I confess. I’ve read the book Borderless Behavior Analytics – Who’s Inside? What’re They Doing? three times. I keep discovering new insights on addressing the vanishing security perimeter based on what organizations are doing in response to this challenge.
In chapter five, Robert Rodriguez , Chairman and Founder of the Security Innovation NetworkTM (SINET) , describes a number of compelling developments. SINET is an international community building organization whose mission is to advance innovation and enable global collaboration between the public and private sectors to defeat cybersecurity threats. Rodriguez’s observations are both authoritative and enlightening.
He observed that many CISOs have recognized the need to move from automation to orchestration of cyber security to enable centralized visibility and decision-making. This means putting in place an infrastructure to integrate all the monitoring, data collection, analysis, control and response components needed for a holistic and flexible model with the flexibility to adapt to future needs.
This orchestration capability can help assure comprehensive remediation of threats. Eventually, some form of attribution should be included because a number of industries and corporations are battling with this challenge. Nevertheless, in order to do proper attribution, it must become clearly mandated within the cybersecurity industry. That’s something to look forward to in the future.

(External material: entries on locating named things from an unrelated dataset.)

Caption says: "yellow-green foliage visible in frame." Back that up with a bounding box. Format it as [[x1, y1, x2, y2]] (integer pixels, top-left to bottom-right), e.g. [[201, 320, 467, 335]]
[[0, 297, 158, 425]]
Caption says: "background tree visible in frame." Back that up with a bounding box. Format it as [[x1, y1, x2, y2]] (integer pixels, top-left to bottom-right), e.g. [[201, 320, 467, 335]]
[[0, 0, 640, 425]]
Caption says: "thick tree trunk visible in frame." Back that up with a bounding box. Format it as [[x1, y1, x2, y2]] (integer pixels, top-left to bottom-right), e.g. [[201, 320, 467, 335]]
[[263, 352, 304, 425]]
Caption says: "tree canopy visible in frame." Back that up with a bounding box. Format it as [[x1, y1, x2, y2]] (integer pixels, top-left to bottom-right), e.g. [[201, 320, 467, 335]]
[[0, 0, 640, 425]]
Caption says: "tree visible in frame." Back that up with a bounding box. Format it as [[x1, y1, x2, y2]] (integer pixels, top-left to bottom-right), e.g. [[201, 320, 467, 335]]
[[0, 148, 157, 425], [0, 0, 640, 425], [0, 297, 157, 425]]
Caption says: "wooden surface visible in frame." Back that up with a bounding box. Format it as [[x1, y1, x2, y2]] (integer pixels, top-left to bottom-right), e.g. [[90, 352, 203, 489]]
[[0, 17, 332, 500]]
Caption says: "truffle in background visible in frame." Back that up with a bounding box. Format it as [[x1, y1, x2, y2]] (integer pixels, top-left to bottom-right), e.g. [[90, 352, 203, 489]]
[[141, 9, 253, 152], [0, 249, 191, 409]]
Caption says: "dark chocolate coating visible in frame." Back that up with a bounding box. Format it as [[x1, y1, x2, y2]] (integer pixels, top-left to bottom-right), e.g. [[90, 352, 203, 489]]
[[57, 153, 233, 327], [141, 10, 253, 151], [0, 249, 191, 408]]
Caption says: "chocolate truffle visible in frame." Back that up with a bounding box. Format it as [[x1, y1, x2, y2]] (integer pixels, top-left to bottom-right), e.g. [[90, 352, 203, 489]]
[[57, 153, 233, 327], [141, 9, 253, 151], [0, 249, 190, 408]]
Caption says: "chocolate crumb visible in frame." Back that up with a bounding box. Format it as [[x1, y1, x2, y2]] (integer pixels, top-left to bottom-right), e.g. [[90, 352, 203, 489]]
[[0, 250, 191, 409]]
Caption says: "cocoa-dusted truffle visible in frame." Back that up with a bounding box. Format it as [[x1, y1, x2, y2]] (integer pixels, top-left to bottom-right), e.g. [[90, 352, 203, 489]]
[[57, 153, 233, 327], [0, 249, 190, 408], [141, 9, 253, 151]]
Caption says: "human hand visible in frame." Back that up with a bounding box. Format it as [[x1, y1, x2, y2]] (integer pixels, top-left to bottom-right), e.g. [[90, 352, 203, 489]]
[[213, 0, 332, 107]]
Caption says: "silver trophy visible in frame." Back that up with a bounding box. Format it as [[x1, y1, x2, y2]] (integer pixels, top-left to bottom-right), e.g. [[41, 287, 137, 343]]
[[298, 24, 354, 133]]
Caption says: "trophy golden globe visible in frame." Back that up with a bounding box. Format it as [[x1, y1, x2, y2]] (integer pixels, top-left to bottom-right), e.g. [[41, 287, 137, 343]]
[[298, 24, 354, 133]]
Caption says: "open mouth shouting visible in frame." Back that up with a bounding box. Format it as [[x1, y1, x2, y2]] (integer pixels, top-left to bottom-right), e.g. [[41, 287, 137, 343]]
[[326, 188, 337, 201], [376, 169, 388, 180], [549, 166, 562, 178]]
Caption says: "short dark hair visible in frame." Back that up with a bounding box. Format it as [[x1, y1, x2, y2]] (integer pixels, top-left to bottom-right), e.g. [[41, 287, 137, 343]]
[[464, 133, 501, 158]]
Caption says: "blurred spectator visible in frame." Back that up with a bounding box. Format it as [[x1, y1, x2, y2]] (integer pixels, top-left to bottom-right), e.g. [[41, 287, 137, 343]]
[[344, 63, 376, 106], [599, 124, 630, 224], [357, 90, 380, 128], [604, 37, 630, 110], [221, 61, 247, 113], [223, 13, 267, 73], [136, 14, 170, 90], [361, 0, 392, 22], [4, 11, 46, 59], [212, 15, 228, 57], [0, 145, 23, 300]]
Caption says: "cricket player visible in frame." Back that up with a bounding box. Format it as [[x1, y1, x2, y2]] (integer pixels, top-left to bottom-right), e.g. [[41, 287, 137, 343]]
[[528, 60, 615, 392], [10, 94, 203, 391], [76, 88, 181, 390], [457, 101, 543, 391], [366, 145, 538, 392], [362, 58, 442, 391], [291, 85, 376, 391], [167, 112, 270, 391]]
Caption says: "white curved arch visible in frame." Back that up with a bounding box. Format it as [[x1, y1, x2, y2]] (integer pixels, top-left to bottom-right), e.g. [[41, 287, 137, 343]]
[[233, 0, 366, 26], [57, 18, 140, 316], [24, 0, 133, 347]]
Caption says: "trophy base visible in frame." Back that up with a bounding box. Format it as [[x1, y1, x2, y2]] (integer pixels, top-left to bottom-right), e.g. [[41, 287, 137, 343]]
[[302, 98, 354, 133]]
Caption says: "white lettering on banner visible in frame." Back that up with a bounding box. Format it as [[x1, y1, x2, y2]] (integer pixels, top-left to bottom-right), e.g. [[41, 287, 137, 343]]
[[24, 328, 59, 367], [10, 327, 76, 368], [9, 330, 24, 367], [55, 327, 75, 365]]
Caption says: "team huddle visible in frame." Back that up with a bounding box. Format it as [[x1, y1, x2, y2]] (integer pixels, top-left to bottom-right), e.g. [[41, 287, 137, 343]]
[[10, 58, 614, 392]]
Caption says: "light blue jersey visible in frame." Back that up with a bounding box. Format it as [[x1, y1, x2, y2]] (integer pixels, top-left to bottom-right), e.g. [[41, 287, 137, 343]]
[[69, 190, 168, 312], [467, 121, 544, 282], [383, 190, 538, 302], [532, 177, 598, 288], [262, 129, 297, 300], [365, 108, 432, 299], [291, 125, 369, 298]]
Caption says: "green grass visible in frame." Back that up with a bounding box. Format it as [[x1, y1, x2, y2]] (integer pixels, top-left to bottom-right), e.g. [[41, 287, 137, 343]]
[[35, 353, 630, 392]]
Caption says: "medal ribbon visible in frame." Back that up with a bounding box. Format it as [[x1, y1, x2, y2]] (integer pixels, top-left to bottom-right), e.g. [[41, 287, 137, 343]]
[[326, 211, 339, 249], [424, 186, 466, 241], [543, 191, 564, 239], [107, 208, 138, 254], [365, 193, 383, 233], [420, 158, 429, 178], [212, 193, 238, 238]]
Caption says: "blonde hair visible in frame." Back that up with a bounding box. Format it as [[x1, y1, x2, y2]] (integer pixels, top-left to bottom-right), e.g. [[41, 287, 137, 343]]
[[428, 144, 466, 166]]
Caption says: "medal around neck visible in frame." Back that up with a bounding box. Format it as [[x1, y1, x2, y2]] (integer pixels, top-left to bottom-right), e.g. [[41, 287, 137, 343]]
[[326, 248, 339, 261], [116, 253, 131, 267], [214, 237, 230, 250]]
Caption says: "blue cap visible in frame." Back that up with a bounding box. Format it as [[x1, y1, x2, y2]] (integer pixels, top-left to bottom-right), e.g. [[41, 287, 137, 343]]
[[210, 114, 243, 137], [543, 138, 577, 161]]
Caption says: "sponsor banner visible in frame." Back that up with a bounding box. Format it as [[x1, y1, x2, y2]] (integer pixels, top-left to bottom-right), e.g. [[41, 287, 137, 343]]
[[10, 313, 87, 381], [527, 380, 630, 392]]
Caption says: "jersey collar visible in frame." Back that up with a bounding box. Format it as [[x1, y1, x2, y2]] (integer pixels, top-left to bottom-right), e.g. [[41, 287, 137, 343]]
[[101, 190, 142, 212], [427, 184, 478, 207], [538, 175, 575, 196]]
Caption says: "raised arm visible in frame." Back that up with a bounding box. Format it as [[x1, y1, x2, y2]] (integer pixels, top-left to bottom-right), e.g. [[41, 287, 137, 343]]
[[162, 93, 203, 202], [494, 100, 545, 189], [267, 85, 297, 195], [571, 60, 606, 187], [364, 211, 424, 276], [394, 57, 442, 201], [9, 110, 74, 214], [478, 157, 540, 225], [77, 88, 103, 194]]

In terms of other trends, Rodriguez notes that it is disappointing we’re not seeing more disruptive innovation in cybersecurity. He has not seen anyone inventing fire or the light bulb. Meanwhile, it’s a cat and mouse game. Sometimes we’re staying ahead of adversaries, and other times we’re not. What’s needed are intelligence-based solutions that can recognize the weakness in security defenses, attacker strengths and likely scenarios.
One of the inhibiting factors of dynamic innovation in cybersecurity, however, has been the rapid evolution and transformation of the Internet. Use cases rise in popularity, and quickly morph into something drastically new. Facebook is a good example. It is very different today, compared to its original incarnation. Multiply this phenomenon exponentially, and you have today’s Internet. From a cyber security standpoint, we’re trying to work backwards to fix a framework which is extremely porous. In many respects, we’re chasing a moving target.

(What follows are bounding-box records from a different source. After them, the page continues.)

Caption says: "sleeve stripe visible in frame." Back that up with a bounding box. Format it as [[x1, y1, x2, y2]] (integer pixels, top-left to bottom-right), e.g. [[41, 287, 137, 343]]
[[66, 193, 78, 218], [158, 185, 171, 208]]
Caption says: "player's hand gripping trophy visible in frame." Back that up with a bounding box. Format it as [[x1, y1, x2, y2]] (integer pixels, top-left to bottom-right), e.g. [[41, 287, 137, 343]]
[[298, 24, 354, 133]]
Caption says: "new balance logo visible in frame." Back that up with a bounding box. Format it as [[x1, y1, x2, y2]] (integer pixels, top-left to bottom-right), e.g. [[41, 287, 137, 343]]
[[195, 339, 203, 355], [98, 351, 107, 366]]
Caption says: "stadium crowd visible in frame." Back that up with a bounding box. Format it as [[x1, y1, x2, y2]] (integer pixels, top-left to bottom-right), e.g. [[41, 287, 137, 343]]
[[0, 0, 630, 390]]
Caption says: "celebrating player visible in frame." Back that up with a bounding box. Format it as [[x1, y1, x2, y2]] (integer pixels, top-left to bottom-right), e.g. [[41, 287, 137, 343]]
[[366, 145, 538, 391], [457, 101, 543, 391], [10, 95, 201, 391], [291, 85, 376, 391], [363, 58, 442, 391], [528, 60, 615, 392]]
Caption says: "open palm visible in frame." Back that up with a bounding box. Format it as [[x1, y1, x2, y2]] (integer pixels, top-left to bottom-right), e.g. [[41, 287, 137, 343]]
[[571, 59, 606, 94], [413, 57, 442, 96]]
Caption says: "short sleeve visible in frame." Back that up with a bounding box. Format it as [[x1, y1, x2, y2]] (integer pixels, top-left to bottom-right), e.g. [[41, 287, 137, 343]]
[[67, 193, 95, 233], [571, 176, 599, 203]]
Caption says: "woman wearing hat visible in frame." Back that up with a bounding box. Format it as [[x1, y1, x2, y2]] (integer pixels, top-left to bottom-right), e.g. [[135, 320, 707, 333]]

The hope for productive change in cybersecurity lies inherently with risk takers and early adopters. These change agents are willing to take the leap of faith needed to implement next-generation security approaches, many of which are now drawing strength from analytics and machine learning models. Part of the challenge in the government sector, is that there’s no reward for taking risks. Primarily because there are no profit margins or shareholder value, no driving motivation to deliver more for less. The culture in government, therefore, is different than in the commercial world.

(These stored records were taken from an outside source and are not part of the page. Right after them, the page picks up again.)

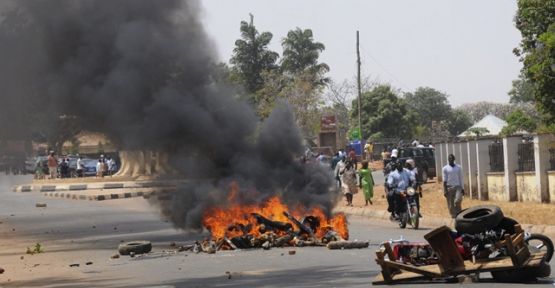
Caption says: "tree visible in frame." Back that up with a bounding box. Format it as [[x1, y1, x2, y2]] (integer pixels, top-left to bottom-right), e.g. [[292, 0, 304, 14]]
[[405, 87, 451, 127], [351, 85, 414, 140], [446, 109, 473, 136], [514, 0, 555, 124], [501, 109, 539, 135], [281, 27, 330, 87], [230, 14, 279, 97], [507, 73, 534, 104]]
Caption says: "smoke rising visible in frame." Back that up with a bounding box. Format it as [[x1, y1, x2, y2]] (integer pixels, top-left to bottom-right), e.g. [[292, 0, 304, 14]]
[[0, 0, 337, 228]]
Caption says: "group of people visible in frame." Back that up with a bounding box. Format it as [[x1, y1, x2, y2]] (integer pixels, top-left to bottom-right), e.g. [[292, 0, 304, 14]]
[[40, 151, 117, 179], [384, 149, 423, 220], [96, 155, 117, 177], [331, 150, 374, 206]]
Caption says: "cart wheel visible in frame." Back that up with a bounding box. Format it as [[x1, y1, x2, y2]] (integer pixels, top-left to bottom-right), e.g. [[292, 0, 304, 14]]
[[526, 233, 553, 262], [410, 206, 420, 229], [455, 205, 503, 234], [399, 212, 409, 229]]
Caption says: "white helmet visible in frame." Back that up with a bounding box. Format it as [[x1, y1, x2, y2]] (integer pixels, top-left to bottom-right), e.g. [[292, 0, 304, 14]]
[[391, 149, 399, 158]]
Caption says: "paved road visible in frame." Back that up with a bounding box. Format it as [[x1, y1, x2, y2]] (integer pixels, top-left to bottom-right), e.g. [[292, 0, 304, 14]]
[[0, 174, 553, 288]]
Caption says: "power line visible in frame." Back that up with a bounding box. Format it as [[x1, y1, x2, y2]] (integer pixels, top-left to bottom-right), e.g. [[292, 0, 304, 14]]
[[360, 45, 411, 91]]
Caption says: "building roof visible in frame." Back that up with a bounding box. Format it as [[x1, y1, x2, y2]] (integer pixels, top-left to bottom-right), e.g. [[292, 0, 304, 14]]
[[459, 114, 507, 137]]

Nevertheless, government CISOs are increasingly looking to risk takers and early adopters in both the public and private sectors to inform their thinking and challenge their strategic planning assumptions. The book I mentioned earlier, Borderless Behavior Analytics – Who’s Inside? What’re They Doing? , is one resource where readers can hear first hand accounts of cyber security transformation projects from leading CIOs and CISOs that span a wide range of vertical industry perspectives.